Ma, e qui sta il punto, una grande mostra non viene allestita solo con i soldi. Occorrono grandi capacità di produzione culturale; se una mostra è il frutto di studi che spostano in avanti la ricerca in un settore (ricordiamo ancora le famose mostre su Romanticismo e Divisionismo), tutta una serie di cose è conseguente: il pubblico, le recensioni, gli scambi di opere con gli altri musei.
Ora, è il Mart attuale capace di far questo? Ed è in grado di avere l’autorevolezza per porsi come Museo creatore di valore?
La proposta dell’acquisto della Primavera sulle Alpi sembra indicare che il museo stesso dubita di se stesso, e ricerca invece altre scorciatoie.
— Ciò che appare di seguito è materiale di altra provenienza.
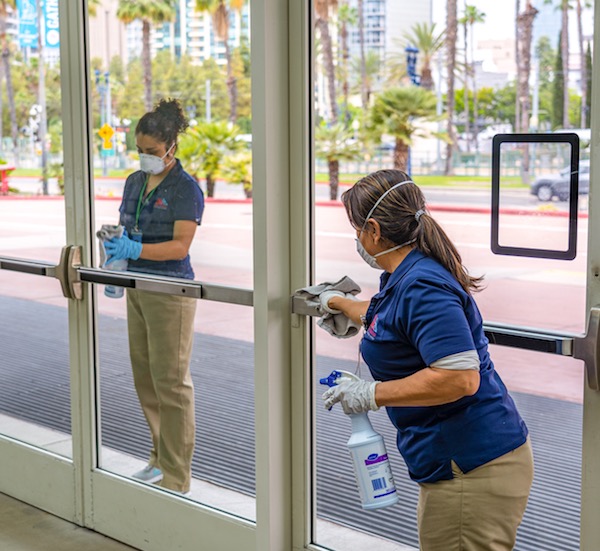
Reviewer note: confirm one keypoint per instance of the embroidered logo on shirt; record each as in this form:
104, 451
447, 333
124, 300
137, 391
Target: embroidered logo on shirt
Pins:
161, 203
372, 330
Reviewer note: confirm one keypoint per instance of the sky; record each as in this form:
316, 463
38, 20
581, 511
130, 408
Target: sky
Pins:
500, 18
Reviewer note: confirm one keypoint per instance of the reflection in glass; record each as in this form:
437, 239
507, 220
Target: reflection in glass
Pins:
222, 371
35, 405
158, 161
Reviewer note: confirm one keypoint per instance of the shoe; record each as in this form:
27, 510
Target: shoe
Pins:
148, 474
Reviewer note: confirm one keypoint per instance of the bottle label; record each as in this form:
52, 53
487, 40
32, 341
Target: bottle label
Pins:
373, 471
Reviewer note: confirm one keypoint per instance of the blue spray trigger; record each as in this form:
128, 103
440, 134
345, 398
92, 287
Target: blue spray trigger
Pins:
331, 379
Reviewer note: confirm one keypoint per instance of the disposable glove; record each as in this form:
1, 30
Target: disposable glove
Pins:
119, 248
355, 396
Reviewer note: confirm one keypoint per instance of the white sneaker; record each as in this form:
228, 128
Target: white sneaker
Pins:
148, 474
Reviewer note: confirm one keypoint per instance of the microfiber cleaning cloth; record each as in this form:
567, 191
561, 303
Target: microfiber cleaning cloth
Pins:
337, 325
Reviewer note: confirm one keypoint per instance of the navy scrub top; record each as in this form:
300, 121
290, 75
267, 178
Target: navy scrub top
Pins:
177, 197
422, 314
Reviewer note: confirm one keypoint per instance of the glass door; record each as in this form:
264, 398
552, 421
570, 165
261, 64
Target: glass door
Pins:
37, 416
535, 309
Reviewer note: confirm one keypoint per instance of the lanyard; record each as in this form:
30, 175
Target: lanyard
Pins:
138, 210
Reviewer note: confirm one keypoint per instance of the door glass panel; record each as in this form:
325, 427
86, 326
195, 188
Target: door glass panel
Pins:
35, 404
535, 292
188, 63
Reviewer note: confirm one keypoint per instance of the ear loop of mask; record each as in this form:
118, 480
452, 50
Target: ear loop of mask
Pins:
359, 358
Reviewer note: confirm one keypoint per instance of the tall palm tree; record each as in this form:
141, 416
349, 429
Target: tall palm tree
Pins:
323, 9
471, 16
451, 33
525, 21
221, 11
150, 12
371, 67
400, 112
564, 6
364, 96
204, 148
425, 38
583, 59
347, 16
525, 26
5, 6
334, 144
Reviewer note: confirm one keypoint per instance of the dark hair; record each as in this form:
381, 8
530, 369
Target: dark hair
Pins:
164, 123
402, 217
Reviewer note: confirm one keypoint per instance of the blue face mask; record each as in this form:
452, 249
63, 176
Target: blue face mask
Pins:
371, 260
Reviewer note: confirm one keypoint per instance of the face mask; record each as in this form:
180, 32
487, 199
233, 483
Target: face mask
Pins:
152, 164
370, 259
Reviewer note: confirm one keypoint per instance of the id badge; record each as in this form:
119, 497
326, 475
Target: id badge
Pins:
136, 235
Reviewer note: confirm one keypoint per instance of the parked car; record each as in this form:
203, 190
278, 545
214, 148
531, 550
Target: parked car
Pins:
548, 187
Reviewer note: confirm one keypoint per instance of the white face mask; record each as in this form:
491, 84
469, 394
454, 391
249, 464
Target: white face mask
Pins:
152, 164
368, 258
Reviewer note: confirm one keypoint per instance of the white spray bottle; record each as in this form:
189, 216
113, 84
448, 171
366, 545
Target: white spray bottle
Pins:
369, 455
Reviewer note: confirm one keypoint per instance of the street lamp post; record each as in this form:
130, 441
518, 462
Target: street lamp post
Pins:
411, 69
105, 111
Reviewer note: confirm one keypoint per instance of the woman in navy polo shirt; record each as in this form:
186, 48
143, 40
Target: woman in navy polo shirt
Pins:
162, 207
459, 430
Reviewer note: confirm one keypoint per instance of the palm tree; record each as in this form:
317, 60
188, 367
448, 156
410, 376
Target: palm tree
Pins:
220, 11
471, 16
371, 69
323, 10
525, 21
583, 60
424, 37
334, 144
150, 12
400, 112
347, 16
5, 5
363, 60
451, 33
204, 147
564, 6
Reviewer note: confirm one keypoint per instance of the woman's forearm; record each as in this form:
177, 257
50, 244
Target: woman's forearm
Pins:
349, 307
428, 387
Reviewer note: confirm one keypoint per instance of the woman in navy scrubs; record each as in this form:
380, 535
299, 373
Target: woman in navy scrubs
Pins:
162, 207
459, 430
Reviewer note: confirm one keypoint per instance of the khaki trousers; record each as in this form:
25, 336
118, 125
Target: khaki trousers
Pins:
477, 511
161, 332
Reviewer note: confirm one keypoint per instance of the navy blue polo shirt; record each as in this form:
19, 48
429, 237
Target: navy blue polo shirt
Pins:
177, 197
421, 314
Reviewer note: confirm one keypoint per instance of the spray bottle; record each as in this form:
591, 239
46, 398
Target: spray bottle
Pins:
369, 455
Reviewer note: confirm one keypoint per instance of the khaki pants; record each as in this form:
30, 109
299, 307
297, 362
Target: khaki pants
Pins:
161, 332
477, 511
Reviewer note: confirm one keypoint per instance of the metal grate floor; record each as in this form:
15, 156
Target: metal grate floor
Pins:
35, 387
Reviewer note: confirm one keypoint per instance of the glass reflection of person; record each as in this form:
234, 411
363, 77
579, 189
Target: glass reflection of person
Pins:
458, 428
162, 206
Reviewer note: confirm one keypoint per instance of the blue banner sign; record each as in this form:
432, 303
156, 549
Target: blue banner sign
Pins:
51, 24
28, 27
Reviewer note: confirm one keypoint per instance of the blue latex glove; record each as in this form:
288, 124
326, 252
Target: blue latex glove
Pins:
355, 396
120, 248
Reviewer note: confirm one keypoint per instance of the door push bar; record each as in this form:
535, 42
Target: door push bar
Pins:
582, 347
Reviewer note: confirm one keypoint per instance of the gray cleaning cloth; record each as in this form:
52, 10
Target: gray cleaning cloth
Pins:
338, 325
105, 233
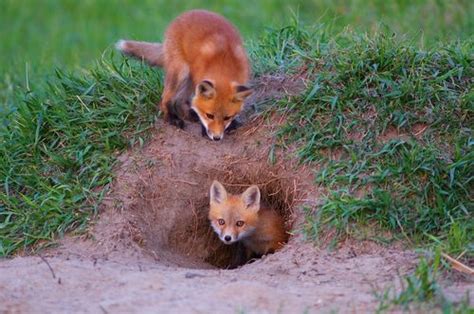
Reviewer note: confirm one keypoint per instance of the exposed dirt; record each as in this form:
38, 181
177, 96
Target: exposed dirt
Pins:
151, 249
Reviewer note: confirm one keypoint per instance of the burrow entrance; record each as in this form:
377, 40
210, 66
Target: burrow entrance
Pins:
170, 213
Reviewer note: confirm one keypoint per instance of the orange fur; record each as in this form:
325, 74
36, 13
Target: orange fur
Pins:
261, 231
204, 59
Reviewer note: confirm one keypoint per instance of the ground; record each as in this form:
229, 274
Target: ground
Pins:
151, 248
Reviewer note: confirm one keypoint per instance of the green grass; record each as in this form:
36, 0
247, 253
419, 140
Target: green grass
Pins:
420, 292
418, 185
59, 146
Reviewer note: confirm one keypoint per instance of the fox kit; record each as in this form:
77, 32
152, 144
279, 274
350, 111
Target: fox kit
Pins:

Perché, ricordiamolo, la proposta, il "sogno" dell’acquisto multimilionario, viene dal coordinatore del Comitato Scientifico del Museo.
Ma il prof. Schiera, si obietterà, non è del mestiere, come egli stesso pubblicamente riconosce: è uno storico, non un esperto di arte. Appunto: come mai il Comitato Scientifico del Museo è ora presieduto da una persona "non del mestiere"? Non si era detto che tale comitato doveva essere il cuore e l’anima del Museo? E non se ne era presentato in pompa magna, come "grande nome" che avrebbe riportato il Mart ai precedenti fasti, lo storico dell’arte Harald Szeeman, curatore della Biennale di Venezia (vedi Il ritorno dei grandi nomi. Basteranno?)?
E ora, come mai Szeeman è in disparte e il Comitato Scientifico si riduce a ricercare lustro nell’acquisto di quadri da miliardari?
Ricordiamolo sempre, anche nell’euforia dei giorni inaugurali: il Mart è una grande opportunità, non va malamente sprecata. Ma un museo ha senso solo se produce cultura. Su questo ci si deve impegnare. Altrimenti, non basteranno i miliardi investiti a giustificarne la costosa esistenza.